I have put off writing this blog for several reasons. Foremost among them, I know it will make me seem like a sore loser and may possibly earn the judgement of many people in the industry with far greater experience than myself, whom I have come to greatly admire and respect. That said, I have spent the last two years taking every single course I could find on Digital Forensics, because when I engage in learning anything, I tend to do so with my entire being and I jump headfirst into trying to become an expert on the subject. Perhaps that is a genetic disposition or possibly due to my military training. Whatever the case, I enjoy the hell out of learning. That is one of the reasons why I love the Digital Forensics field. Technology and techniques change every day, and to be an expert in this industry, you have to educate yourself daily just to keep up. I absolutely thrive in this atmosphere, as I have noticed others do as well. It’s part of the geek culture. We would rather spend our free time reading research papers than fantasy novels. (Even though, that has its time and place, too #wheeloftime) It wouldn’t be strange to see someone in this industry tanning poolside with a copy of Practical Mobile Forensics 2nd Ed. while vacationing in Florida with their family. (#Guilty)
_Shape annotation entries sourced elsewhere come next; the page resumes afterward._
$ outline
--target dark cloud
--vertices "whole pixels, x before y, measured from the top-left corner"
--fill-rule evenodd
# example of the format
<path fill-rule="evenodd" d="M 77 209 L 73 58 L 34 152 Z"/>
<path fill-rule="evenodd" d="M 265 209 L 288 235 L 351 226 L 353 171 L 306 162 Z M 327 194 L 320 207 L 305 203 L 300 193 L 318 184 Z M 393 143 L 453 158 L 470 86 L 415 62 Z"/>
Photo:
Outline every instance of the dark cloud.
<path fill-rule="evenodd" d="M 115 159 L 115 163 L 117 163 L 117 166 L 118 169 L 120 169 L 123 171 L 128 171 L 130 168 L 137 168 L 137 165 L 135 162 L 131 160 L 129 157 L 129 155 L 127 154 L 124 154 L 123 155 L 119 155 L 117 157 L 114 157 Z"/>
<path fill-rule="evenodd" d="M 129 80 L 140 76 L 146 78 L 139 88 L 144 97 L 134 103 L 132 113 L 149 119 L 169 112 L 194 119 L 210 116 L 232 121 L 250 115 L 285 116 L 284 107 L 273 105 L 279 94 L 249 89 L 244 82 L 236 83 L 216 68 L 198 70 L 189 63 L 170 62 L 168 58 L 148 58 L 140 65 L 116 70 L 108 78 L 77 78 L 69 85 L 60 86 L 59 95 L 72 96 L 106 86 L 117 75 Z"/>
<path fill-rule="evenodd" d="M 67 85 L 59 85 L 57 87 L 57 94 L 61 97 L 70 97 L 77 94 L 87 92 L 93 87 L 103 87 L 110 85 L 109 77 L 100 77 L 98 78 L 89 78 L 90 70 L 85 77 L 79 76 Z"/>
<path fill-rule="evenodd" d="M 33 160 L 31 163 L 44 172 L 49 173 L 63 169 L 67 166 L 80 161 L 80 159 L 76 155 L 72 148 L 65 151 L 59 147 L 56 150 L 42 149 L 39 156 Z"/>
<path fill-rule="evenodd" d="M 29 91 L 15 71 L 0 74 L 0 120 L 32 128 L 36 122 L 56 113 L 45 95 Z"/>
From the day I was asked by my department to establish their first Digital Forensics lab, I began scouring the internet for every manual that I could get my hands on. I began listening to every podcast that I could find. I researched online courses and signed up for every free class that I could take. Thankfully, as I work in Law Enforcement, I have been able to attend free classes online with the National White Collar Crime Center (NW3C). I have taken free On Demand courses through Texas A&M and many other places. Luckily, I was introduced to the AboutDFIR.com website early on by Andrew Rathbun, who is also a moderator for both the site and the Digital Forensics Discord Server. There, I was able to find a lot of free training to complement the paid training I was taking through Magnet Forensics.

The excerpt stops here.